Video: Seeing the Whole Season: How Continuous Crop Modeling Is Changing Breeding

Plant breeding has long been shaped by snapshots. A walk through a plot. A single set of notes. A yield check at the end of the season. But crops do not grow in moments. They change every day.

In this conversation, Gary Nijak of AerialPLOT explains how continuous crop modeling is changing the way breeders see, measure, and select plants by capturing growth, stress, and recovery across the entire season, not just at isolated points in time.

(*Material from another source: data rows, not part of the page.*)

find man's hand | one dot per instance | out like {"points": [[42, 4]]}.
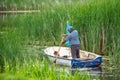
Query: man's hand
{"points": [[64, 35]]}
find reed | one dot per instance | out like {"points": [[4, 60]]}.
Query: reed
{"points": [[96, 21]]}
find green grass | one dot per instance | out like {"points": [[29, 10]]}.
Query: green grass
{"points": [[96, 21]]}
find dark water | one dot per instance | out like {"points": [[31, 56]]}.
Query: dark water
{"points": [[98, 73]]}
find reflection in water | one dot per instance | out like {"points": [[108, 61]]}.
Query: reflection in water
{"points": [[94, 72], [97, 73]]}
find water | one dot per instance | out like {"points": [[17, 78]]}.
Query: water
{"points": [[98, 73]]}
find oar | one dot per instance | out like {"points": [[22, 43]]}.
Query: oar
{"points": [[56, 53]]}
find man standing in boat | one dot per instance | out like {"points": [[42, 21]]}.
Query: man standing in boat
{"points": [[74, 41]]}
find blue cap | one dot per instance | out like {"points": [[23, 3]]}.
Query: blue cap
{"points": [[70, 28]]}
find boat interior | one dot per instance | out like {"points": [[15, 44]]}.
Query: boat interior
{"points": [[65, 52]]}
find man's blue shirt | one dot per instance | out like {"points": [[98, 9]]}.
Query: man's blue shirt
{"points": [[73, 38]]}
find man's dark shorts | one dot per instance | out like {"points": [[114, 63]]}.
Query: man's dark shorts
{"points": [[75, 51]]}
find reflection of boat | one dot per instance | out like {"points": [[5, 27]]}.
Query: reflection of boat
{"points": [[87, 59]]}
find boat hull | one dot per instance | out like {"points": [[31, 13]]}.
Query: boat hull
{"points": [[75, 62]]}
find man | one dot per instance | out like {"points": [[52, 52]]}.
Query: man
{"points": [[74, 42]]}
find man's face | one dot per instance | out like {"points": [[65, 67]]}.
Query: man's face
{"points": [[70, 31]]}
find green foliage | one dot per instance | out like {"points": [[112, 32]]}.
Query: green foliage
{"points": [[97, 22]]}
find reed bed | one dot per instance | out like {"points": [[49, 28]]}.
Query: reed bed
{"points": [[96, 21]]}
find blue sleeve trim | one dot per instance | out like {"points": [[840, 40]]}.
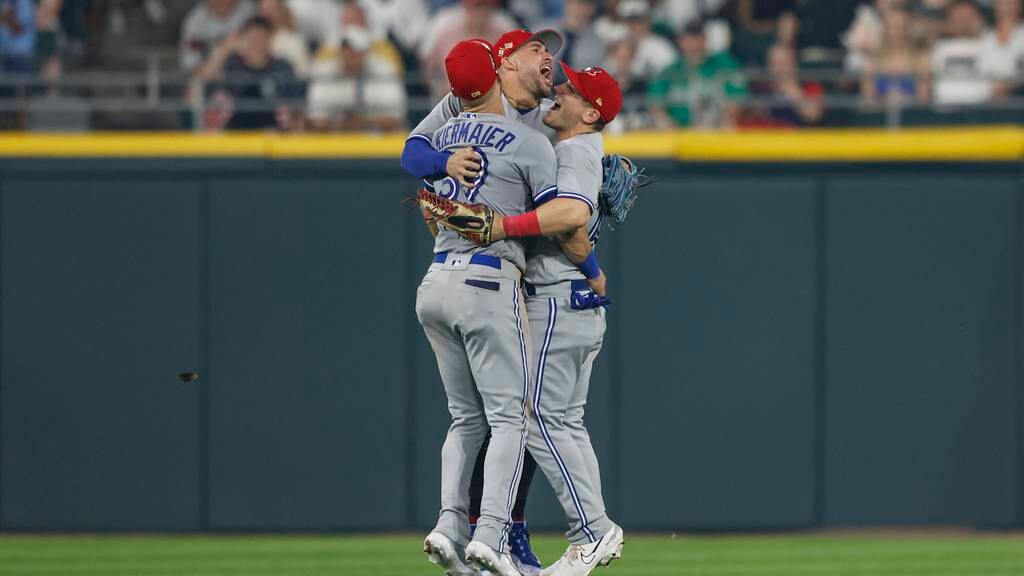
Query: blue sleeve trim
{"points": [[546, 195], [421, 160], [579, 197]]}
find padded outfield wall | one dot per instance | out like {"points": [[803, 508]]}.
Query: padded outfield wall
{"points": [[809, 329]]}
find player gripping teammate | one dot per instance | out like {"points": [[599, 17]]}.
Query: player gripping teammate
{"points": [[471, 307], [524, 63], [570, 317]]}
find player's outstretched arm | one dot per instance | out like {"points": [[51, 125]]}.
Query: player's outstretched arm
{"points": [[558, 216]]}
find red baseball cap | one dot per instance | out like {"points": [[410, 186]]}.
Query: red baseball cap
{"points": [[470, 69], [597, 87], [512, 41]]}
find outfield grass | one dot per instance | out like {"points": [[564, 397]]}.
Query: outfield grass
{"points": [[399, 554]]}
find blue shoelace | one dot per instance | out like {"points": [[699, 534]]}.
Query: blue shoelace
{"points": [[519, 544]]}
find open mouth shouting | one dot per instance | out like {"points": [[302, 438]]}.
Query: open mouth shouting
{"points": [[546, 73]]}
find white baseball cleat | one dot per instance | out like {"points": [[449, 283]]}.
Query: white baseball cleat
{"points": [[581, 560], [442, 551], [482, 557]]}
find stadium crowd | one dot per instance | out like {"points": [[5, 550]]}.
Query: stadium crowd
{"points": [[377, 65]]}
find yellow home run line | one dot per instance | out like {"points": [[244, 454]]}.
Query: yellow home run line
{"points": [[925, 145]]}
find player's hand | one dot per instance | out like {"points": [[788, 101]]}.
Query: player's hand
{"points": [[464, 165], [599, 285]]}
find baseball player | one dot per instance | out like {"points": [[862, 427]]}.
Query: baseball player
{"points": [[562, 306], [471, 306], [525, 62]]}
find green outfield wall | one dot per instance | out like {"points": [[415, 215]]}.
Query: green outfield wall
{"points": [[825, 341]]}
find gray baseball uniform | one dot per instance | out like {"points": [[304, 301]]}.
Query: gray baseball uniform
{"points": [[566, 339], [564, 346], [451, 106], [472, 310]]}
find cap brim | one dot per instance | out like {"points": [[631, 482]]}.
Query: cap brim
{"points": [[550, 38], [572, 77]]}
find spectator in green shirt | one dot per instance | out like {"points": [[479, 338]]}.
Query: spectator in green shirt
{"points": [[698, 89]]}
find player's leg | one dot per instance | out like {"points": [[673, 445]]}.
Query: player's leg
{"points": [[497, 340], [476, 485], [581, 559], [445, 544], [574, 416], [563, 338], [519, 544]]}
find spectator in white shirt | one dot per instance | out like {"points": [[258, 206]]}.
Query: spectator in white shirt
{"points": [[1003, 48], [286, 43], [638, 54], [207, 26], [956, 60], [317, 21], [358, 86], [470, 18], [583, 46]]}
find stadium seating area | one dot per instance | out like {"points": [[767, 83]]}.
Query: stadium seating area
{"points": [[378, 65]]}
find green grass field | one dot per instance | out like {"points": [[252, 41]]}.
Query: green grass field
{"points": [[399, 554]]}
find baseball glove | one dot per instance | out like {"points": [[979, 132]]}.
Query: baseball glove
{"points": [[619, 189], [472, 221]]}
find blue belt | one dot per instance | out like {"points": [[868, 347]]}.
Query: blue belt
{"points": [[574, 286], [479, 259]]}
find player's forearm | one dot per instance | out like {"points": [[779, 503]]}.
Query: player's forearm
{"points": [[577, 245], [555, 217], [422, 161]]}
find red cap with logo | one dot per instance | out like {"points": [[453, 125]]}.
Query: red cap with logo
{"points": [[512, 41], [471, 69], [597, 87]]}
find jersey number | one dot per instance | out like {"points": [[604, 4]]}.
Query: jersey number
{"points": [[453, 190]]}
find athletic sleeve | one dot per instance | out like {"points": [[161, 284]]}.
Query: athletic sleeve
{"points": [[419, 157], [580, 174], [537, 163], [449, 108]]}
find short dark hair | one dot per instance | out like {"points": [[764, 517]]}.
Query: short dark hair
{"points": [[257, 22]]}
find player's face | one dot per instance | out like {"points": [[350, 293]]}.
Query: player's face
{"points": [[535, 66], [568, 108]]}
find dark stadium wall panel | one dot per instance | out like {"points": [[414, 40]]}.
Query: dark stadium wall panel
{"points": [[922, 350], [100, 314], [309, 310], [790, 345], [717, 335]]}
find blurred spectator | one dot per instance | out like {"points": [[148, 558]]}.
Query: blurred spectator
{"points": [[791, 103], [815, 28], [755, 27], [698, 89], [638, 55], [208, 25], [357, 86], [317, 21], [897, 73], [257, 90], [471, 18], [583, 46], [286, 43], [391, 17], [1003, 48], [956, 60], [17, 36]]}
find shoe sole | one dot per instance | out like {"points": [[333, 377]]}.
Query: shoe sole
{"points": [[606, 561]]}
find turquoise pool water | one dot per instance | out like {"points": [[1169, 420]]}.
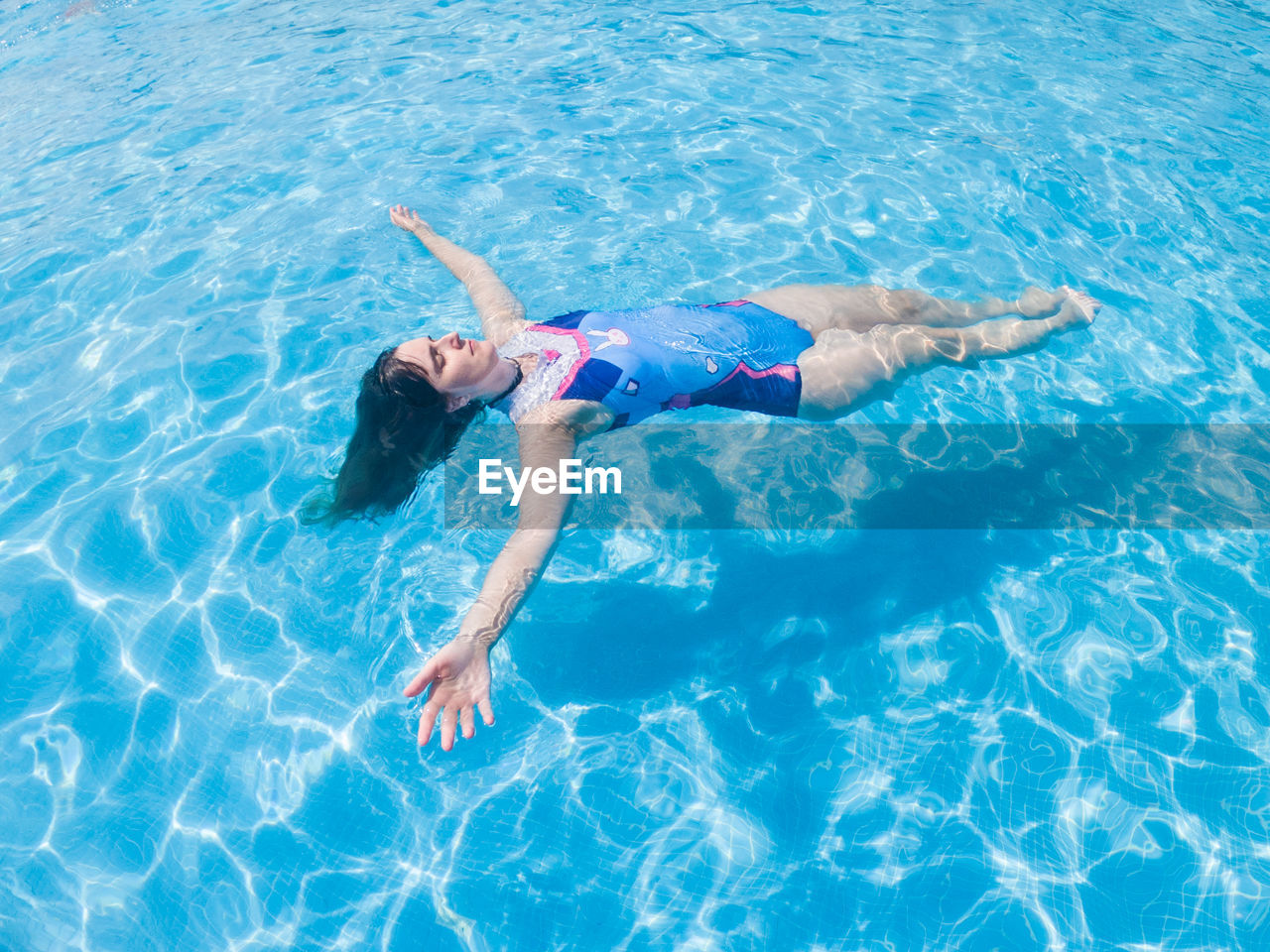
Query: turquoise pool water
{"points": [[708, 740]]}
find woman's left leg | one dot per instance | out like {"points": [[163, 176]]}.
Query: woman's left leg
{"points": [[818, 307]]}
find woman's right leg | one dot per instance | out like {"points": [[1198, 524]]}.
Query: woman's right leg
{"points": [[818, 307], [844, 371]]}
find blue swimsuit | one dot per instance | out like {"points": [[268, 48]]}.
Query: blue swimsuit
{"points": [[640, 362]]}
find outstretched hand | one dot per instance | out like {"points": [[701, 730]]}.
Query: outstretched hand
{"points": [[458, 674], [407, 218]]}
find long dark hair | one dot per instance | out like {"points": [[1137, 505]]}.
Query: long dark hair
{"points": [[403, 430]]}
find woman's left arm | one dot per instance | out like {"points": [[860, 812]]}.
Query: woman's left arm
{"points": [[458, 673]]}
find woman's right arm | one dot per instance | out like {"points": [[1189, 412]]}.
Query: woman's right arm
{"points": [[502, 315]]}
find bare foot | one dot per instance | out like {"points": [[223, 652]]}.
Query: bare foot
{"points": [[1079, 309], [1038, 302]]}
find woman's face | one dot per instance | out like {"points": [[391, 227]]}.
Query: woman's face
{"points": [[453, 366]]}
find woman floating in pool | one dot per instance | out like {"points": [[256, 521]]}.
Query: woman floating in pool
{"points": [[816, 352]]}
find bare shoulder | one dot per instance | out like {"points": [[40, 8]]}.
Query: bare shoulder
{"points": [[504, 327], [578, 417]]}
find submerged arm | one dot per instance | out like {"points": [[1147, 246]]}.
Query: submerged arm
{"points": [[458, 673], [502, 315]]}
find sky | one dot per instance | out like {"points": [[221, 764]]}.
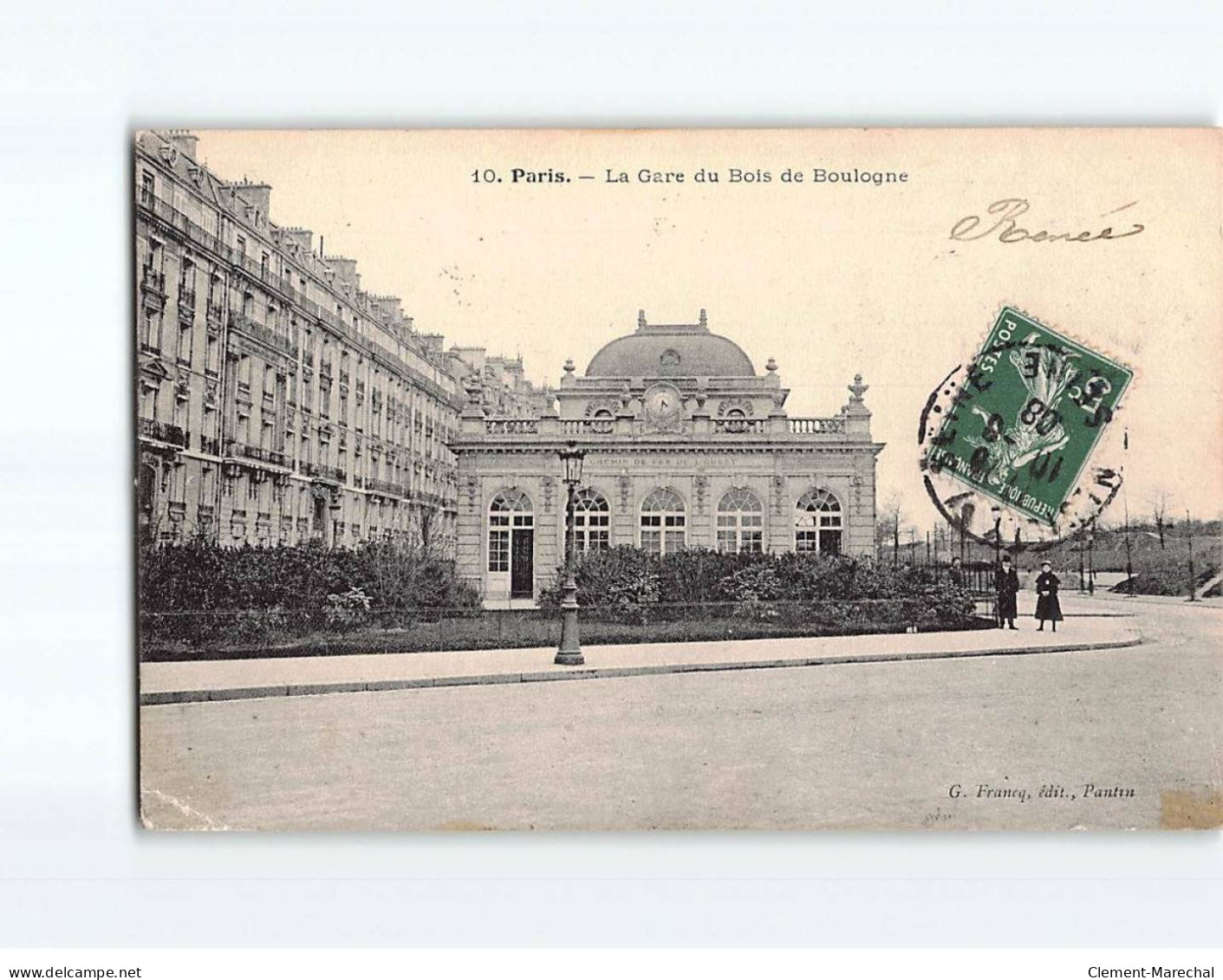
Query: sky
{"points": [[829, 279]]}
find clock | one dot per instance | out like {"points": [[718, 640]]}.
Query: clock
{"points": [[664, 405]]}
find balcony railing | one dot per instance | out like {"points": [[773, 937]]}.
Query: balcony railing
{"points": [[244, 324], [386, 486], [589, 426], [511, 426], [812, 426], [163, 432], [324, 472], [256, 452], [738, 426], [153, 280]]}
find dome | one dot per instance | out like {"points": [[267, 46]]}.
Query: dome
{"points": [[670, 351]]}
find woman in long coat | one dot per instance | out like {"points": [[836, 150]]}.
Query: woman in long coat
{"points": [[1047, 607], [1006, 587]]}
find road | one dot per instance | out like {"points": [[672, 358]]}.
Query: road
{"points": [[849, 745]]}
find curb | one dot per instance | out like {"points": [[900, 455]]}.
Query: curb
{"points": [[589, 673]]}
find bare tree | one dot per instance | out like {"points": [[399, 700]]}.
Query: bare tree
{"points": [[888, 527], [1160, 503]]}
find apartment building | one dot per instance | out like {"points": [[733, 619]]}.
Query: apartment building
{"points": [[278, 399]]}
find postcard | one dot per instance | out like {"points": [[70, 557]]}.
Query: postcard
{"points": [[687, 479]]}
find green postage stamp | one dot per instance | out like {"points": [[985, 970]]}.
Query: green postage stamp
{"points": [[1026, 417]]}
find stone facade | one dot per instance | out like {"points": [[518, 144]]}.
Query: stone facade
{"points": [[278, 401], [686, 445]]}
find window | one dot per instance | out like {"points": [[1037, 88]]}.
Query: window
{"points": [[740, 521], [151, 331], [511, 509], [591, 521], [662, 522], [148, 399], [817, 523]]}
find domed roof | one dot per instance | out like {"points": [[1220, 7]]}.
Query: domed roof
{"points": [[670, 351]]}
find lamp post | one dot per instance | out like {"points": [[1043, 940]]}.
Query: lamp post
{"points": [[1193, 578], [1091, 559], [570, 650]]}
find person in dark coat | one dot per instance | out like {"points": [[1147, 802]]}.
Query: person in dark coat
{"points": [[1006, 587], [1047, 607]]}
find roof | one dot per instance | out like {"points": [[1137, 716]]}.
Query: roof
{"points": [[670, 351]]}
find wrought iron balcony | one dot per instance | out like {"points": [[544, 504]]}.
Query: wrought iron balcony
{"points": [[386, 486], [324, 472], [163, 432], [152, 280], [244, 324], [256, 452]]}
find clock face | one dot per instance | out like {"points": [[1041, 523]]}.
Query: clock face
{"points": [[663, 404]]}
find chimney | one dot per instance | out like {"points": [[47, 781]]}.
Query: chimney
{"points": [[347, 269], [257, 194], [302, 237], [184, 140]]}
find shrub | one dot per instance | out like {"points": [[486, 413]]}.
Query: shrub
{"points": [[628, 578]]}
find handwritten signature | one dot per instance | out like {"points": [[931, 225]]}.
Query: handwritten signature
{"points": [[1005, 214]]}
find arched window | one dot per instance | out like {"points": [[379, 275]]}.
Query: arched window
{"points": [[817, 523], [740, 521], [509, 509], [603, 420], [662, 522], [737, 420], [592, 518]]}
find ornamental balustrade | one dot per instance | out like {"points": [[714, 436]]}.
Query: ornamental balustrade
{"points": [[386, 486], [163, 432], [153, 280], [740, 426], [256, 452], [255, 330], [324, 472], [814, 425], [511, 426]]}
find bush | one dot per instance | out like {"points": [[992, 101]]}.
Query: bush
{"points": [[758, 587], [202, 594]]}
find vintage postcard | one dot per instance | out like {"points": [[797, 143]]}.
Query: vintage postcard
{"points": [[679, 479]]}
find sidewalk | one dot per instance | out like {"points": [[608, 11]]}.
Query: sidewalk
{"points": [[229, 679]]}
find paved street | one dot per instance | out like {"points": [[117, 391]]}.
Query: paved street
{"points": [[835, 745]]}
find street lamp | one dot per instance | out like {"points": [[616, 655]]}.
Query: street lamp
{"points": [[570, 650], [997, 512], [1091, 559], [1193, 578]]}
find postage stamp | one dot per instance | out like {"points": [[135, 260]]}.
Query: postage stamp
{"points": [[1025, 417]]}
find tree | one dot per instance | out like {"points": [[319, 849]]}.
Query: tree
{"points": [[1160, 503], [888, 527]]}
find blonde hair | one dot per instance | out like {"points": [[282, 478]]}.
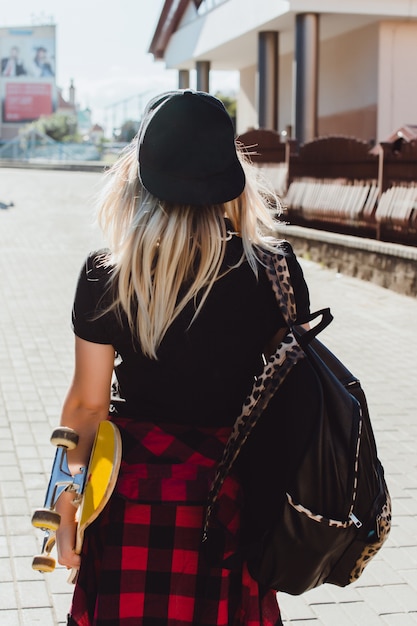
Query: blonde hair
{"points": [[164, 255]]}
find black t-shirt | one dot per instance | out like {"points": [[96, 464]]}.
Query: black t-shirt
{"points": [[204, 371]]}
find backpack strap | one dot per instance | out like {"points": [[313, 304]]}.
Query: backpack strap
{"points": [[276, 369]]}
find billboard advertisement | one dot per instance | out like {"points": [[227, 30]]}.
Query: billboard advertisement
{"points": [[27, 73]]}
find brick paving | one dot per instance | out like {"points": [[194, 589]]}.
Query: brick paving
{"points": [[44, 238]]}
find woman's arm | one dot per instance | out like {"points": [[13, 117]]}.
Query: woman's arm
{"points": [[86, 405]]}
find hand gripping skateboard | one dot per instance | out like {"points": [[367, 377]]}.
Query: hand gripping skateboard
{"points": [[92, 488]]}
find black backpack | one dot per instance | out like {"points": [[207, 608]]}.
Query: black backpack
{"points": [[336, 513]]}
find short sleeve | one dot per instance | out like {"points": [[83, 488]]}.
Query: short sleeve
{"points": [[300, 288], [89, 321]]}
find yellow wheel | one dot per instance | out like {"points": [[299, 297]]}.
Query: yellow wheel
{"points": [[43, 563], [45, 519], [65, 438]]}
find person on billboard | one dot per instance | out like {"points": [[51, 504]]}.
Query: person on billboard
{"points": [[42, 67], [13, 65]]}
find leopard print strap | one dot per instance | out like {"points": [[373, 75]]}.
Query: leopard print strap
{"points": [[276, 369]]}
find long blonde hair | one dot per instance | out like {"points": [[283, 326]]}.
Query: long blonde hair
{"points": [[163, 255]]}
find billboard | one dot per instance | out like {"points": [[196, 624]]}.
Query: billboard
{"points": [[27, 73]]}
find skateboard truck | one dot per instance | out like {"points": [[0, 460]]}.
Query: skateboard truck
{"points": [[92, 488], [46, 518]]}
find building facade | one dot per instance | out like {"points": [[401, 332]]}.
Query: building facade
{"points": [[306, 68]]}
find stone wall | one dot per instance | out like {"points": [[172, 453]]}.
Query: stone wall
{"points": [[390, 265]]}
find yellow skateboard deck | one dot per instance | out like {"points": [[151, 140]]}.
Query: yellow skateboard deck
{"points": [[93, 488], [100, 481]]}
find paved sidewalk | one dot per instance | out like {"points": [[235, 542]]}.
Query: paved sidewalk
{"points": [[44, 239]]}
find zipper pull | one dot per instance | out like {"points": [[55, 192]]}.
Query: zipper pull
{"points": [[355, 520]]}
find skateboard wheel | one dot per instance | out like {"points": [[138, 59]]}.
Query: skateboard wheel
{"points": [[65, 438], [45, 519], [43, 563]]}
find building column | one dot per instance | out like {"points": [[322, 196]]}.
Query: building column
{"points": [[306, 76], [183, 79], [203, 76], [268, 71]]}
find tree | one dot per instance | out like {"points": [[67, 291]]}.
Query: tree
{"points": [[61, 127]]}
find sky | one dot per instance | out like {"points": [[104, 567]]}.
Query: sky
{"points": [[102, 46]]}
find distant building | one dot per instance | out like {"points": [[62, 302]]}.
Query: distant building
{"points": [[27, 76], [305, 68]]}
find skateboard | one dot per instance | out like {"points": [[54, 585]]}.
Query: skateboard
{"points": [[92, 488]]}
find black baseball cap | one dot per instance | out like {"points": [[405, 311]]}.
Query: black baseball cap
{"points": [[187, 150]]}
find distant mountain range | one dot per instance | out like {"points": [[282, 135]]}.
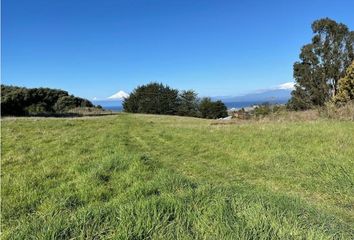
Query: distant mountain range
{"points": [[273, 96]]}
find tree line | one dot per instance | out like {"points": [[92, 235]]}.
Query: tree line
{"points": [[157, 98], [324, 72], [21, 101]]}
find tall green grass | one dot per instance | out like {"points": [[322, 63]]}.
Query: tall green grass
{"points": [[161, 177]]}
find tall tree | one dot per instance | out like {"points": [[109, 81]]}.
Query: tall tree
{"points": [[188, 103], [346, 86], [153, 98], [322, 63]]}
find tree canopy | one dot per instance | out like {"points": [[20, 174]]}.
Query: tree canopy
{"points": [[346, 86], [156, 98], [322, 63], [20, 101]]}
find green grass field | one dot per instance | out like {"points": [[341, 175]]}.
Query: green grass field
{"points": [[161, 177]]}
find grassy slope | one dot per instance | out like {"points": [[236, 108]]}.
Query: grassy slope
{"points": [[138, 176]]}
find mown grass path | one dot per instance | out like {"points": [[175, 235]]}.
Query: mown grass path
{"points": [[162, 177]]}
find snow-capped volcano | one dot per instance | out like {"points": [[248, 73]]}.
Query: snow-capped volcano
{"points": [[119, 95]]}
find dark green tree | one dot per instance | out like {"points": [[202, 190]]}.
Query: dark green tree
{"points": [[322, 63], [346, 87], [188, 104], [212, 110], [153, 98], [20, 101]]}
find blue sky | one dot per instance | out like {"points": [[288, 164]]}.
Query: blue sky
{"points": [[95, 48]]}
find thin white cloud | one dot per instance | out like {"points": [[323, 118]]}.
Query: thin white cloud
{"points": [[288, 85], [119, 95]]}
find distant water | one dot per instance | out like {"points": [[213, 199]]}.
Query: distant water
{"points": [[229, 105], [114, 108], [249, 104]]}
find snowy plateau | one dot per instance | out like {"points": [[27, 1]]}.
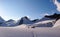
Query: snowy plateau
{"points": [[48, 26]]}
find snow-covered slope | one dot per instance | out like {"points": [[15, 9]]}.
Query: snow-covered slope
{"points": [[24, 20], [9, 23], [57, 24], [44, 22], [1, 20], [29, 32]]}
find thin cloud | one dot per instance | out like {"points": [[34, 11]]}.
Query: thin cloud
{"points": [[57, 4]]}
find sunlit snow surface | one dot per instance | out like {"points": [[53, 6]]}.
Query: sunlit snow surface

Nijak breaks down why point-in-time observations can miss critical performance signals, how repeated, season-long data collection removes the human bottleneck in breeding, and what becomes possible when every plot is treated as a living data set. He also explores how continuous modeling allows breeding programs to move beyond vague descriptors and toward measurable, repeatable insights that connect directly to on-farm outcomes.

This conversation explores:

• What continuous crop modeling is and how it works

• Why traditional field observations fall short over a full growing season

• How scale and repeated measurement change breeding decisions

• What “digital twins” of plots mean for selection and performance

• Why data, not hardware, is driving the next shift in breeding innovation As data-driven breeding moves from research into real-world programs, this discussion offers a clear look at how seeing the whole season is reshaping value for breeders, seed companies, and farmers, and why this may be only the beginning.